Just to add everything up, my plane ticket was about €60, so in total 18-day trip to Portugal cost me €410. If I didn’t have to pay bills here in Slovenia, while I was away, it would actually be one pair with the daily expenses I have here.
Some other tips worth mentioning
Pack lightly, literary 3 pairs of underwear are enough, wear some sports clothes that dry quickly. In total, I was quite happy with my packing, while we had to bring a bit more, since we were traveling during colder and wetter months, my whole backpack including some food weighted in at 30 kg. Couple of times I bought a bit larger amounts of food, so I have a feeling that at times it was 40 kg, and I can tell you after carrying it for a whole day each kg counts!

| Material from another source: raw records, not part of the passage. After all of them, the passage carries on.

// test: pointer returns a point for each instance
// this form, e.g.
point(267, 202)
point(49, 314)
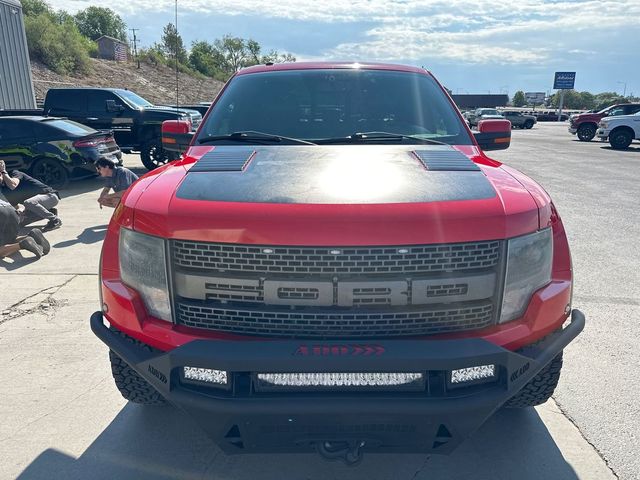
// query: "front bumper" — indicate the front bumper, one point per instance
point(241, 419)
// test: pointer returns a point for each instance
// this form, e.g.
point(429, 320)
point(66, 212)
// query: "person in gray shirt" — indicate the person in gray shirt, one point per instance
point(115, 178)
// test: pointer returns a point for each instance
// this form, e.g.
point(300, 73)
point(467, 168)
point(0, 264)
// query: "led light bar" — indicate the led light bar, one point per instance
point(333, 380)
point(473, 373)
point(207, 375)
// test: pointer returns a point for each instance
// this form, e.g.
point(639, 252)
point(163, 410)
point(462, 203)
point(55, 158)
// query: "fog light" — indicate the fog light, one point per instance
point(473, 373)
point(207, 375)
point(341, 380)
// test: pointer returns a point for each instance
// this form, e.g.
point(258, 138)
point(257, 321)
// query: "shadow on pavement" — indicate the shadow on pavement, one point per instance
point(16, 261)
point(87, 236)
point(162, 443)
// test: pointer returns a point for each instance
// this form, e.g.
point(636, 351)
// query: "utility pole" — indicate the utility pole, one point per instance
point(135, 45)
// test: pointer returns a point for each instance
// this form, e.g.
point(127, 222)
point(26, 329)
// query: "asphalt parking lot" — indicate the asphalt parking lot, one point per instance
point(62, 417)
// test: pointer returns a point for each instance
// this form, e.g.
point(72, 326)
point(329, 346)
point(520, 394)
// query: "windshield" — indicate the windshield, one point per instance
point(317, 105)
point(134, 100)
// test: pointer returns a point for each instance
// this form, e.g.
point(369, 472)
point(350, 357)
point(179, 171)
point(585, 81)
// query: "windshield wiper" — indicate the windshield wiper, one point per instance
point(252, 136)
point(363, 137)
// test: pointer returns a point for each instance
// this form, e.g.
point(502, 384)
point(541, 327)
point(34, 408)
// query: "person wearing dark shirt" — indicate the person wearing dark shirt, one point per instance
point(116, 178)
point(38, 199)
point(10, 243)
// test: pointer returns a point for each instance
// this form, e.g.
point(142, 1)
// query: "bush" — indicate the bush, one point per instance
point(61, 47)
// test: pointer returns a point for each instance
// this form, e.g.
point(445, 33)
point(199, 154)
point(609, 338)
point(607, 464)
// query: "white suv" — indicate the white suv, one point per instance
point(620, 130)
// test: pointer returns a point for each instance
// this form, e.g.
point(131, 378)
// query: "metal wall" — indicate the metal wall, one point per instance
point(16, 87)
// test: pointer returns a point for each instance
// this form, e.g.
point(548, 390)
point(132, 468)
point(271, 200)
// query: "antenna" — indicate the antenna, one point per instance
point(176, 55)
point(135, 45)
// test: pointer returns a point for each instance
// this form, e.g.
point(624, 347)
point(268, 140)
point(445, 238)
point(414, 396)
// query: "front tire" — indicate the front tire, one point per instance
point(586, 132)
point(50, 172)
point(153, 155)
point(540, 388)
point(620, 139)
point(131, 385)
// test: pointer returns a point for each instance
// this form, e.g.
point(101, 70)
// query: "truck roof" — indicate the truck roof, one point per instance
point(328, 65)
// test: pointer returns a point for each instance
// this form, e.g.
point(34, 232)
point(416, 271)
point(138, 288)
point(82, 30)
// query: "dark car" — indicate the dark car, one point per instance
point(54, 150)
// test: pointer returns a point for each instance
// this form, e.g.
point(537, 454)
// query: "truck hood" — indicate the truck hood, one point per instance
point(336, 195)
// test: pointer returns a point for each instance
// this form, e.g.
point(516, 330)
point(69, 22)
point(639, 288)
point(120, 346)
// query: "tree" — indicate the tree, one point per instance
point(172, 44)
point(31, 8)
point(204, 58)
point(94, 22)
point(519, 99)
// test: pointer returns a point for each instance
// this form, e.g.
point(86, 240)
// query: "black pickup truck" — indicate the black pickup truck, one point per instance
point(134, 121)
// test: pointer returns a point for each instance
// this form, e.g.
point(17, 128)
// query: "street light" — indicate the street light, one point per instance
point(624, 94)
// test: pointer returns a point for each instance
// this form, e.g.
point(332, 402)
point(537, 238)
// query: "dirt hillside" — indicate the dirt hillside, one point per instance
point(156, 83)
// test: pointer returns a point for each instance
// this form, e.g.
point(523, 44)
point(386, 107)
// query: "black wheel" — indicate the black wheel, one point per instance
point(540, 388)
point(586, 132)
point(153, 155)
point(620, 139)
point(50, 172)
point(131, 385)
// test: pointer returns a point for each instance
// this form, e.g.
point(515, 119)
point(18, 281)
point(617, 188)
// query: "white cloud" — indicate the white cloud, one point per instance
point(522, 32)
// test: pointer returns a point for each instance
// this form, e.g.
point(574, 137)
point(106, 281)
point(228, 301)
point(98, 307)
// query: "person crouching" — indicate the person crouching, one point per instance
point(115, 178)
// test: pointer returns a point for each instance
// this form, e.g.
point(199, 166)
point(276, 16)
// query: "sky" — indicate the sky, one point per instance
point(471, 47)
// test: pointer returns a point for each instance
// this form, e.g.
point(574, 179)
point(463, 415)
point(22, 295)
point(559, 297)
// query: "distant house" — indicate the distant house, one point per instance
point(111, 48)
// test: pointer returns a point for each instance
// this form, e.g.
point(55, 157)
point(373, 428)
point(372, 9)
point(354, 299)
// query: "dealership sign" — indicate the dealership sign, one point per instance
point(534, 98)
point(564, 80)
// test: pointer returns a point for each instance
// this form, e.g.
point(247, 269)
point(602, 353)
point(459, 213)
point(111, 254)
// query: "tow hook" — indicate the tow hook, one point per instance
point(349, 451)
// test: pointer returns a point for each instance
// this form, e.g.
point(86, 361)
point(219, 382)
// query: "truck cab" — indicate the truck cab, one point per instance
point(134, 121)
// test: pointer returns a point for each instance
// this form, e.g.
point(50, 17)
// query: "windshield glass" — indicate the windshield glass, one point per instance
point(314, 105)
point(134, 100)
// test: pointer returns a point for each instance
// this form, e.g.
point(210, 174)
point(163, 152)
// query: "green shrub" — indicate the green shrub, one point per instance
point(61, 47)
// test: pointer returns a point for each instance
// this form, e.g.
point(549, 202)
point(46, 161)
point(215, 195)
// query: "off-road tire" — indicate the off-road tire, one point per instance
point(131, 385)
point(620, 138)
point(153, 155)
point(586, 132)
point(540, 388)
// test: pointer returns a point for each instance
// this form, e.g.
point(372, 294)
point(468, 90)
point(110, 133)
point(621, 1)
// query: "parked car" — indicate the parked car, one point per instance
point(551, 116)
point(52, 149)
point(336, 265)
point(620, 130)
point(135, 121)
point(585, 125)
point(519, 119)
point(483, 114)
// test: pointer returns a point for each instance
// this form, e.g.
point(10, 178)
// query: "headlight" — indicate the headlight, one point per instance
point(143, 267)
point(528, 268)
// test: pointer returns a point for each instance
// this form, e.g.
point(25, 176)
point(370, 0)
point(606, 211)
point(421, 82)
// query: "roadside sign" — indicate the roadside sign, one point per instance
point(564, 80)
point(534, 98)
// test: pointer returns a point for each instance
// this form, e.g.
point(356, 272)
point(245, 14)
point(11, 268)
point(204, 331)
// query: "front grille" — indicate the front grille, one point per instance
point(313, 324)
point(220, 257)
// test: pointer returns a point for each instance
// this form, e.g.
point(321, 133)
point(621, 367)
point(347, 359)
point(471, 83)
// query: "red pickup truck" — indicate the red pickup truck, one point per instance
point(585, 125)
point(335, 265)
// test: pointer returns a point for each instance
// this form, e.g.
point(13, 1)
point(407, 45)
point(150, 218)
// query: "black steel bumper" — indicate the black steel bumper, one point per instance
point(243, 419)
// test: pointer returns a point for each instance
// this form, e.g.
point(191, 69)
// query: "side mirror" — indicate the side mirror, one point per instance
point(176, 135)
point(493, 134)
point(113, 107)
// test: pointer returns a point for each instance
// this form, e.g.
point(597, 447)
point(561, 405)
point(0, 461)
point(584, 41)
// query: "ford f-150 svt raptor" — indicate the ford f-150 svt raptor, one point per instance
point(335, 265)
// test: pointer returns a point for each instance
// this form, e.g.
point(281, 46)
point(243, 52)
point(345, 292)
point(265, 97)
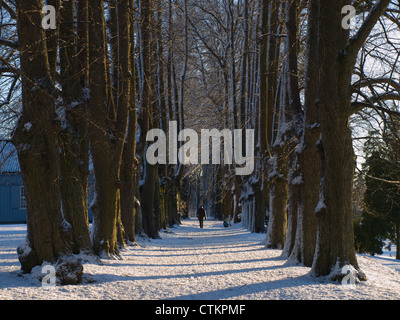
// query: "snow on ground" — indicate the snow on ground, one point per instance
point(197, 264)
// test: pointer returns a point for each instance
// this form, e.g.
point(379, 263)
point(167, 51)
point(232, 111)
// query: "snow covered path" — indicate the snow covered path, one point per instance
point(200, 264)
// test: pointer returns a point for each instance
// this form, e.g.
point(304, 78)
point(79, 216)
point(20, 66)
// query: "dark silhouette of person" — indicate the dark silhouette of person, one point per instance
point(201, 215)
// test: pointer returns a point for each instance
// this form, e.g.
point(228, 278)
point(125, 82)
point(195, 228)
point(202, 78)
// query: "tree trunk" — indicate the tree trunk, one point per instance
point(74, 141)
point(307, 155)
point(335, 234)
point(36, 139)
point(108, 125)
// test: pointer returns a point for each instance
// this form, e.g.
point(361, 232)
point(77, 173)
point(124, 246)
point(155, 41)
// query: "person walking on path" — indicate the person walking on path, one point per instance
point(201, 215)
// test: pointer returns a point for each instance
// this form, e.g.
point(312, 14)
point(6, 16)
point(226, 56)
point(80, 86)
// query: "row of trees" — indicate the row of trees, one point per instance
point(113, 70)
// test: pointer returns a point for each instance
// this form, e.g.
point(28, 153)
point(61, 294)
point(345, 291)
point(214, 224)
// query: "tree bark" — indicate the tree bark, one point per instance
point(338, 54)
point(36, 139)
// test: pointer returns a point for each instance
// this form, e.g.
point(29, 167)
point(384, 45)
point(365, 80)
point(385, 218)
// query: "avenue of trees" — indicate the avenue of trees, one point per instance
point(78, 101)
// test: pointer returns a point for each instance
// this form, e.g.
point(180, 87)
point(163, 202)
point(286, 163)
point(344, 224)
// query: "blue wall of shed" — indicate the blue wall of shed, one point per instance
point(10, 211)
point(10, 200)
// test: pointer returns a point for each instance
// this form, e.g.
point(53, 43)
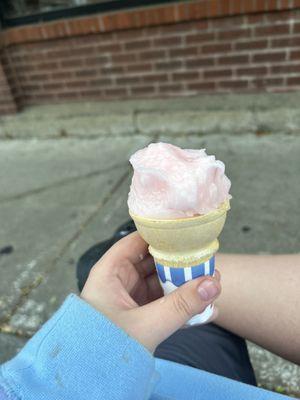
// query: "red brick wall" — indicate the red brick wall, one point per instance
point(7, 102)
point(176, 50)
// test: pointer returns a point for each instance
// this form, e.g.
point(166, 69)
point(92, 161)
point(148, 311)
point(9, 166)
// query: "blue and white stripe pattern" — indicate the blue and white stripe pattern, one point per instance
point(171, 278)
point(178, 276)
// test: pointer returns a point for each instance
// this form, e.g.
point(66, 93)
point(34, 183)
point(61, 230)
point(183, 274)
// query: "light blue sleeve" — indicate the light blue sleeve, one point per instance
point(79, 354)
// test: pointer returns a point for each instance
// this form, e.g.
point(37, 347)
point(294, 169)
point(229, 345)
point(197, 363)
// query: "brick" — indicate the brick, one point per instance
point(100, 82)
point(112, 70)
point(30, 87)
point(168, 41)
point(52, 86)
point(239, 59)
point(251, 45)
point(23, 68)
point(108, 48)
point(294, 80)
point(154, 78)
point(170, 88)
point(281, 16)
point(121, 92)
point(269, 57)
point(295, 55)
point(200, 37)
point(168, 65)
point(139, 67)
point(197, 10)
point(286, 42)
point(216, 48)
point(91, 93)
point(128, 80)
point(285, 69)
point(124, 58)
point(86, 73)
point(234, 34)
point(296, 28)
point(225, 24)
point(248, 6)
point(84, 51)
point(251, 71)
point(143, 90)
point(224, 6)
point(217, 73)
point(183, 27)
point(128, 35)
point(138, 45)
point(201, 86)
point(76, 84)
point(73, 95)
point(199, 62)
point(255, 19)
point(185, 51)
point(98, 60)
point(72, 63)
point(151, 55)
point(238, 84)
point(38, 77)
point(47, 66)
point(213, 8)
point(272, 30)
point(185, 76)
point(266, 82)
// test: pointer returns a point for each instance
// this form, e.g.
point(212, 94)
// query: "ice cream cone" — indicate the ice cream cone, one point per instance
point(183, 249)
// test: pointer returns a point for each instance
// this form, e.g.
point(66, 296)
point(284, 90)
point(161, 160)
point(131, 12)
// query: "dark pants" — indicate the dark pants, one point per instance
point(205, 347)
point(210, 348)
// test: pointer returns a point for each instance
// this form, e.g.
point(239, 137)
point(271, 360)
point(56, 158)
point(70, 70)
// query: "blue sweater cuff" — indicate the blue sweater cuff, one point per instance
point(80, 354)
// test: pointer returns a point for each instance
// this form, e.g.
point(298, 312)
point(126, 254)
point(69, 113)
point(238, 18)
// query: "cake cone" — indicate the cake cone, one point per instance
point(183, 249)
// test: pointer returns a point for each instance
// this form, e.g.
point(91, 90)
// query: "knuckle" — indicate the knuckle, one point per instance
point(181, 305)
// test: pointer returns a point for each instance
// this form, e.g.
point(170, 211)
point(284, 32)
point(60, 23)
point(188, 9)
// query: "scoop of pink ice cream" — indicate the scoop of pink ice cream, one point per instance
point(169, 182)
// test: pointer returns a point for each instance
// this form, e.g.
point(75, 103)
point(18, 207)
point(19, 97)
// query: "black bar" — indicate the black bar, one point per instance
point(114, 5)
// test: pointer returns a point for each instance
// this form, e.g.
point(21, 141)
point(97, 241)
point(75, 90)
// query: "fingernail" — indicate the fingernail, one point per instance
point(207, 290)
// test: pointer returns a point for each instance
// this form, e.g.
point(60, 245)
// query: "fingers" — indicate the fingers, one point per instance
point(172, 311)
point(154, 288)
point(146, 267)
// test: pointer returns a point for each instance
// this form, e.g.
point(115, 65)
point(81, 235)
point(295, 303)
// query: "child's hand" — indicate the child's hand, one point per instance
point(124, 286)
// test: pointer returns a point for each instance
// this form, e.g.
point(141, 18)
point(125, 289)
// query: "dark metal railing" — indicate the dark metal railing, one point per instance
point(77, 11)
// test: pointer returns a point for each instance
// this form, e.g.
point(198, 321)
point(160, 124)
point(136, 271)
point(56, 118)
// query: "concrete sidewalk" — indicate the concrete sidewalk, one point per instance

You can wash clothes in washing machines in most of the albergues (albeit you have to pay 1-2 € for it. If you are alone, you might have some trouble filling up the drum, us 3 put all our clothes together and it was perfect. In total, I think we washed our clothes 3 times (besides handwashing).
Friendly natives, I was surprised how friendly the people we met were. Almost everyone said “Bon Camino” as they saw us, and if we needed any help (mostly with directions) everyone tried their best to help us.
Don’t overdo it, the only reason to walk for 20h is that you can say, “When I was young, I walked for 60 km straight!”. Seriously, take it easy, enjoy the journey, enjoy the nature, take a break, take in that nice view. I found out that for me Camino was more about self reflection, thinking about this or that and relaxing in nice company for the duration of the trip. It really is about the journey, not destination!
Choosing the route, there are several ways you can get to Camino. Even coming from Portugal you can take central (the one we took), oceanic or literal way. I must say I was a bit disappointed about our route, as it was about 75% through villages, roads and towns. We could always see civilization in front of us. Jakob also did the Spanish (the traditional) way a couple of years ago, that starts in France, and he says that that one is more than 60% through the nature, over fields and forests. It is something worth considering. If you are not limited with the time, I would suggest that one. The part we did from Santiago to Finisterra was much more enjoyable for me, as it was mostly through the nature.
Mobile connectivity is generally great, we had 4G for most of the time.
During summer, you can also buy luggage transport, where they pick up your luggage and bring it to the next stop on your destination, so you don’t have to carry it on your back. I personally don’t think its worth it, if you go during summer you really can get away with less than 15 kg backpack. You only need 2 shirts, pants and socks. You can handwash them in the evening, and they will be dry till morning.
Red Porto wine sucks.
Try some local food, the have very good deserts and pastries in Portugal, and sometimes while you walk by the pastry shop the smell alone will pulls you into the store.
Other people on the way, you will meet with a lot of other pilgrims, especially during the summer. With several of them you will synchronize the speed so you will encounter them repeatedly each evening in alberuges. Remember, that some are there for other reason and goals as you, don’t try to enforce and walk together with everyone as they might want to be alone with their own thoughts. The evenings in the albergues are perfect for socializing, each one has a kitchen or some common area, just go there and talk to people, if you feel like it.
Almost forgot about an important info, stamps! When you get your credentials, you need to put a stamp in it each day. You can find stamps in most restaurants and all albergues on the way. At the beginning you need 1 stamp per day, while when you get to Spain you need 2 stamps per day! However, they can be from the same town, so you can just get it in the albergue and then go out for dinner and get it at the restaurant as well. For us it was fun gathering stamps, so in the end, we got one at every chance we had. It also serves as a nice souveneer.